Band of Horses, Beirut, Bonnie 'Prince' Billy, Cat Power, Girl Talk, Hot Chip, Joanna Newsom, Regina Spektor, Spank Rock, and yes, Tom Waits.

How, you may ask, did an organization esteemed as the Shortlist Organization come up with such a veritable paté of a final list? It wasn't easy: First, a longlist of 60 albums were nominated by a grab bag (possibly ill-advised) panel of judges, all of them musicians themselves. And it's clear that most musicians, outside of their own contributions, are very, very insulated. Notable panelists, for better or worse, are Franz Ferdinand, Wayne Coyne, Snow Patrol, KT Tunstall, Panic! at the Disco, and last year's Shortlist winner, Sufjan Stevens. To his credit, Sufjan picked albums including my personal fave, Matmos' The Rose Has Teeth in the Mouth of a Beast.

The winner of this year's list (mark your calendar, Ronnie Vannucci!) will be announced sometime in May, so until then, we have the soothing sounds of Greg Spotts, co-founder of the Shortlist: "This is the year of the storyteller. More than half of our ten finalists are wordsmiths who create unique characters and narratives, interpreting our complex world in new ways." SPANK ROCK!!

Ghosts and Cats and Pigs and Bats With Brooms and Bats and Wings and Rats: Caroline Distribution Release Schedule to Include Humans

Owned by EMI, Caroline Distribution is the "indie" distro that packs your favorite chain stores, sub-distributors, and mass merchandisers with artists such as Animal Collective, El-P, !!!, Panda Bear, Air, Grizzly Bear, and Femi Kuti. Next Tuesday (May 8), Caroline will be even more prominent in the indie world when it floods stores with Spiderman of the Rings, the much-anticipated, much-hyped album by Dan Deacon.

But music ain't the only thing on its release schedule. According to Billboard, Caroline has penciled in June 1 as the day it will "release" its entire regional sales force, which aligns nicely with EMI's "Cut the Fat Cuz the Fat Ain't Cuttin' It" plan. With regional sales passed off to major label distro EMM (EMI Music Marketing), Caroline will now act as a national sales force out of New York.

"We now have to pitch to Caroline sales people who then have to pitch to EMM sales people who then have to pitch to the retail buyers," a label head told Billboard. "Everything is going to filter through EMM, and that means more competition for their attention."

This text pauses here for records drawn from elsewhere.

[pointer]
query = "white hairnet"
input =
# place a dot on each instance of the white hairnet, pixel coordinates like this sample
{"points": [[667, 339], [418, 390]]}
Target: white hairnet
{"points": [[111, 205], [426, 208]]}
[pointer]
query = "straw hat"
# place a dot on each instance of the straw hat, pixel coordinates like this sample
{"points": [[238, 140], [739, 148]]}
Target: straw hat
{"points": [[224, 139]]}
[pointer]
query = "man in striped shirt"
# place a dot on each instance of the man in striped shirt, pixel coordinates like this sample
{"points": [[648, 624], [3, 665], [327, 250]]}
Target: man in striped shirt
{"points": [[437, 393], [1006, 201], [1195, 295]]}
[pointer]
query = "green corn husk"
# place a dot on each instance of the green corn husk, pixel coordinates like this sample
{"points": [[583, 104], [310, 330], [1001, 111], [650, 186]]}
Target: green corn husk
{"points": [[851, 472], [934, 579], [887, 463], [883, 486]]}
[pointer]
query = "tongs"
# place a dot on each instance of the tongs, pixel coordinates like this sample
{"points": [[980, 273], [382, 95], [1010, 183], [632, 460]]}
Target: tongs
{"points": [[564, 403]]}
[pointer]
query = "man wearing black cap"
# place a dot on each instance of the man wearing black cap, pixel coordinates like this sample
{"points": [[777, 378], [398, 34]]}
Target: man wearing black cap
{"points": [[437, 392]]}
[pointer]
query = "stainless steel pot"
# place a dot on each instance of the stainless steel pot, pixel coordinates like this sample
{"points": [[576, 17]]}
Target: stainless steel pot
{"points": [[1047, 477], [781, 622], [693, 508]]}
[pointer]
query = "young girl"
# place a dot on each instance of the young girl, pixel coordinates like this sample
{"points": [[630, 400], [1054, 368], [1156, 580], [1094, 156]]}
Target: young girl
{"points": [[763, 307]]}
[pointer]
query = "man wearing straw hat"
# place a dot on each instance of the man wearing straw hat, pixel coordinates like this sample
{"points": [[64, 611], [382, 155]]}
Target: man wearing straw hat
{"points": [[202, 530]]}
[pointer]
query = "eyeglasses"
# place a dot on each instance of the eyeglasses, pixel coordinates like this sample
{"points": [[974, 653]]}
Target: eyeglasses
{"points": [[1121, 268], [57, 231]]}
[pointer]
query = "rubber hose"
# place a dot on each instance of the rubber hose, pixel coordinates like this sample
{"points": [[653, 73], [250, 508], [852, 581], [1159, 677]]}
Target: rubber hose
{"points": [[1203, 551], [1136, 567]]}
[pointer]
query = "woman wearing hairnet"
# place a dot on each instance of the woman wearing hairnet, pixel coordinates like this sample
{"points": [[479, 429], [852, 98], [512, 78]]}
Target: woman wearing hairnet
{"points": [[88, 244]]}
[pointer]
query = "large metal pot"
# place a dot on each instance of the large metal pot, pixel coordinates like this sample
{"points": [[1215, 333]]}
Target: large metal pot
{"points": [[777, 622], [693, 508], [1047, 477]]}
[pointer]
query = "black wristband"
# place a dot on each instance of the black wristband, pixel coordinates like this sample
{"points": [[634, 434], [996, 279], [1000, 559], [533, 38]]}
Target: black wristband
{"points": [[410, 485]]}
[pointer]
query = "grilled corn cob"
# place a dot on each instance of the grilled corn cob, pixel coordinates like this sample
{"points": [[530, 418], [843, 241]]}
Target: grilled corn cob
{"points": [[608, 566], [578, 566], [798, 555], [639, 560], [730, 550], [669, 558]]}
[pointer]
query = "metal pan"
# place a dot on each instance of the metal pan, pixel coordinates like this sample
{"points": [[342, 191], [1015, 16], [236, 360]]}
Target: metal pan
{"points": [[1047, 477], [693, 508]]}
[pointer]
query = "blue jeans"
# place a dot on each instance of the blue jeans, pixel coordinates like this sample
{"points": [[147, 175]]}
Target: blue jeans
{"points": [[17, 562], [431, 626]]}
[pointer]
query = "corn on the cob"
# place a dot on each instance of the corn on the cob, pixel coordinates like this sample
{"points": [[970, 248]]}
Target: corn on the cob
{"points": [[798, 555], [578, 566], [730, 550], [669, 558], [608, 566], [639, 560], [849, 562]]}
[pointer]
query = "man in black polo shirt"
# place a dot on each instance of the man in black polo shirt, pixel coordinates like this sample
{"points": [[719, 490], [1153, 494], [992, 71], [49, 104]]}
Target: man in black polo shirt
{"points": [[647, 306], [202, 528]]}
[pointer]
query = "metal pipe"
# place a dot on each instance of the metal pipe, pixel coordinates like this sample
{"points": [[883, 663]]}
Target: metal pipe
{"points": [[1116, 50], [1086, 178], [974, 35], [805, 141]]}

Wal-Mart Considers Reducing Shelf Space for CDs

With physical music sales on a downward slope, Wal-Mart is considering reducing its CD shelf space for more lucrative products like DVDs and video games. Needless to say, the prospect of this event would be highly damaging to the music industry. Along with other "big-box" stores like Best Buy and Target, Wal-Mart accounts for roughly 65% of total CD sales, according to a report in Wall Street Journal.

"Recently, Wal-Mart has quietly circulated word to major-label distribution executives that it will reduce the space devoted to music, perhaps by as much twenty percent, in hundreds of its stores," said the report. "Some record label executives say they have heard similar warnings in the past that have not materialized."

What would this mean for independent music? With the demise of Tower last year, a company that supported the medium-to-bigger-sized indie labels, the effects on independent music were financially damaging. Wal-Mart, however, isn't known for its staunch support of independent music. Sure, the big boys of indies will likely lose space on the shelves, but this move would be much more devastating to the future of major label domination.

On the digital front, Wal-Mart intends to increase focus on its 88-cent digital downloads. But with a teeny independent music selection and downloads that only play on portable devices that support protected WMA files (Mac is not supported!), Wal-Mart will continue to remain virtually insignificant to independent music supporters. Major labels, on the other hand, better hope Wal-Mart's shitty digital service improves, or they will have to search elsewhere to pick up the slack.